Álvaro parecía meditar sobre sus palabras.
- No es descabellado – siguió el capellán -. Es caro y, tal vez arriesgado, pero no descabellado. Sé lo que estáis pensando, pero esa criatura puede estar haciendo cualquier cosa. Desde engendrar otras criaturas como él, llamar a otras distintas o... quién sabe, estar saboteando sistemas.
- N-A54 correrá con los gastos de reparación si llegamos hasta allí. Nuestros ordenadores tienen pruebas de la presencia del Ello – añadió Tim.


Tobías miró a los presentes como si estuvieran locos. Los conductos no podían ser abiertos al exterior, eso implicaba reventar parte de las planchas de la nave para abrir esa zona, manteniendo las localizaciones colindantes herméticamente cerradas. «Es una locura».
- ¿Se puede saber cómo pensáis hacer eso? - preguntó escéptico.
- Tú y... Javier – dijo Virginia, sin que casi se le notase la vacilación al intentar recordar el nombre – podríais hacer unos cálculos y hacer una explosión controlada.
- Capitana, es muy arriesgado – se escandalizó Tobías.
Virginia lo miró con calma y casi con indiferencia.
- ¿Insinúas que dejar al Ello ahí no es arriesgado?
Y se volvió a hacer el silencio.


Las cartas estaban sobre la mesa. Cada cual había hablado y dado su opinión. La capitana había dado sus órdenes y el líder de los Asaltantes las había hecho propias. Los que mandaban en la nave se habían puesto de acuerdo, a partir de ahora, una actitud contraria sería considerada traición y sería castigada en la pequeña celda de la nave.

Contra todo pronóstico, el médico de a bordo estaba de acuerdo, y no sólo eso, sino que había añadido nuevas sugerencias. Entre ellas asociar un factor electromagnético, como un pequeño pulso. Las naves, incluso las más antiguas, estaban protegidas contra esta clase de efectos, debido al increíble partido que, en tiempos, se había sacado de las armas nucleares y a los motores nucleares que aún incorporaban muchas de ellas. Hoy, y contra todo pronóstico, aquellos sistemas de protección electromagnética se pondrían a prueba voluntariamente por primera vez en años.
«Esas hojas parecen estar sostenidas por algo, por algo que parece no tener masa. No creo que perdamos nada probando esto», había dicho Álvaro.
«No podemos dejar allí a Julio», había dicho Roberto.
Y a pesar del arranque de humanidad que parecía haber sido arracando de su pecho, una visión más fría dejaría claro que lo que Roberto quería rescatar eran los implantes. Sólo los ricos podían acceder a los implantes. Y ahora, esos implantes, estaban ahí; abandonados, a sólo unos metros de distancia.
«Puede que sean inútiles», avisó el médico.
«Algo se podrá aprovechar», masculló Roberto. Y ésas fueron sus últimas palabras al respecto.
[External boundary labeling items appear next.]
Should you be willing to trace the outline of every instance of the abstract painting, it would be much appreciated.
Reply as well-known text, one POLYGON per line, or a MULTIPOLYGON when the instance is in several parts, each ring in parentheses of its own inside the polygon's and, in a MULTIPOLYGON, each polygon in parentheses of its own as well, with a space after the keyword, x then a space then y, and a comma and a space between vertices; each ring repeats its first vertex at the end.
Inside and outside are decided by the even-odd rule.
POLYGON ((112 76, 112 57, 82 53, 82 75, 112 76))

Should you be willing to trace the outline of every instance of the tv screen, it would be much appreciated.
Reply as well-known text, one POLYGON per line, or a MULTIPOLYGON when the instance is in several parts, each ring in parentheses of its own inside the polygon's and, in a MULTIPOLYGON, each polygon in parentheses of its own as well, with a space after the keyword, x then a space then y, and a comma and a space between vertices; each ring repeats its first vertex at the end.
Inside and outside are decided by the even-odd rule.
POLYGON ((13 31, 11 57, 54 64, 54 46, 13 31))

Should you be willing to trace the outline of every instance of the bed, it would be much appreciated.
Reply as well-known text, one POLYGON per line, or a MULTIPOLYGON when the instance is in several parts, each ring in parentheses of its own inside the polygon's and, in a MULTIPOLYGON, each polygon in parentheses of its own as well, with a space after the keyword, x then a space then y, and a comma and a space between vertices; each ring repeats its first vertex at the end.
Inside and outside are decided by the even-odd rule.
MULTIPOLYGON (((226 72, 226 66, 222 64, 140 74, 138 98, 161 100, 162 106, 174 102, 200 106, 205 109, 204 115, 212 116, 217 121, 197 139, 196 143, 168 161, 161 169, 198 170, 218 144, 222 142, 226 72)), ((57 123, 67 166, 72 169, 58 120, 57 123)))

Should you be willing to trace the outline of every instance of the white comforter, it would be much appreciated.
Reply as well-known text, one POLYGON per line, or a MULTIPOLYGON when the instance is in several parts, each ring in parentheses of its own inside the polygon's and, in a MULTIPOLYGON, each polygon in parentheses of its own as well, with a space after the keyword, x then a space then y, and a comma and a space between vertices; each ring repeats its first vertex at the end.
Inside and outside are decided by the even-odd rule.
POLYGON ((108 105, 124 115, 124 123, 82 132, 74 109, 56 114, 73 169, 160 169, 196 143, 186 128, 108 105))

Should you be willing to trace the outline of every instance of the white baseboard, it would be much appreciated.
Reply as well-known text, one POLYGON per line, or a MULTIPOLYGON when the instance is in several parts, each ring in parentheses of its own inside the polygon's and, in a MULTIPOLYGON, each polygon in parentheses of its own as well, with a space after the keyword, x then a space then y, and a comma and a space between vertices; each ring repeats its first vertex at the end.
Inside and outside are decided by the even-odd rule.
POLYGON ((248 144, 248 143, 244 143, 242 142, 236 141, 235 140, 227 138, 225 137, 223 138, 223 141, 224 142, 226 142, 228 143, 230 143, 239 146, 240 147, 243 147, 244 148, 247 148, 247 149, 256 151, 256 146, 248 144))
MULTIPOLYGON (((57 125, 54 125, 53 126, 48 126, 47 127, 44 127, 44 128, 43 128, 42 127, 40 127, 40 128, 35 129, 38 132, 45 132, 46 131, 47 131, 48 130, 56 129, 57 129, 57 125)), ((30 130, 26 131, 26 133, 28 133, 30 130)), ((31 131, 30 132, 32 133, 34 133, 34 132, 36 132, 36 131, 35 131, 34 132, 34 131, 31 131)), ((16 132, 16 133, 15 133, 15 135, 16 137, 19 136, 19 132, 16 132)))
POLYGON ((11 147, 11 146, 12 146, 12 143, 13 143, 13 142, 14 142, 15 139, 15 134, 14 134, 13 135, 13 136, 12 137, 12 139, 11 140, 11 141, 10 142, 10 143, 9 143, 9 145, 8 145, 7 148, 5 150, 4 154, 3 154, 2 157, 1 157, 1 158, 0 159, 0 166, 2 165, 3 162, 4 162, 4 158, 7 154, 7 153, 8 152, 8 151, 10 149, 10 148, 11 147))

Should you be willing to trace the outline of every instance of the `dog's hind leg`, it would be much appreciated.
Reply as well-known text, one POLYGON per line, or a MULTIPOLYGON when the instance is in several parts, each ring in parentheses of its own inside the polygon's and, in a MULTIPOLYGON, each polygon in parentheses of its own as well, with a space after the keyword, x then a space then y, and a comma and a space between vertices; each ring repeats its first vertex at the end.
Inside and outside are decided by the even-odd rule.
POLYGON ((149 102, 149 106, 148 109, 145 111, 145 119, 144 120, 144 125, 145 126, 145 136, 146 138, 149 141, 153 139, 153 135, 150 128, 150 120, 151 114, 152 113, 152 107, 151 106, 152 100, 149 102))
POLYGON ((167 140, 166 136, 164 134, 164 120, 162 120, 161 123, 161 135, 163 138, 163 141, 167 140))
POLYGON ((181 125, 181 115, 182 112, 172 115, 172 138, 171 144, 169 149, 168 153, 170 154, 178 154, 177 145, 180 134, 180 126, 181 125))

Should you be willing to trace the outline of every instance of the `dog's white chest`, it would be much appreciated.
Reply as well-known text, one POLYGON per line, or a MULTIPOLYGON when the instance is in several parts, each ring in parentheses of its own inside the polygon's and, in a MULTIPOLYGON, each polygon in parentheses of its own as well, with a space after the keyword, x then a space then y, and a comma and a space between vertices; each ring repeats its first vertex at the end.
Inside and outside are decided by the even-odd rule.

Las implicaciones de la suposición de Álvaro sobre aquel ente eran todavía más peliagudas de lo que pudiera parecer a simple vista. Si existían Ellos con cuerpos de energía, en lugar de masa, tal como el ser humano entendía ambas sin meterse en cuántica, los Ello podrían ser cualquier cosa, tener cualquier forma. Iba a ser, pronto, un factor a tener en cuenta.
«A este paso vamos a necesitar físicos en la tripulación, joder...», refunfuñó Tobías.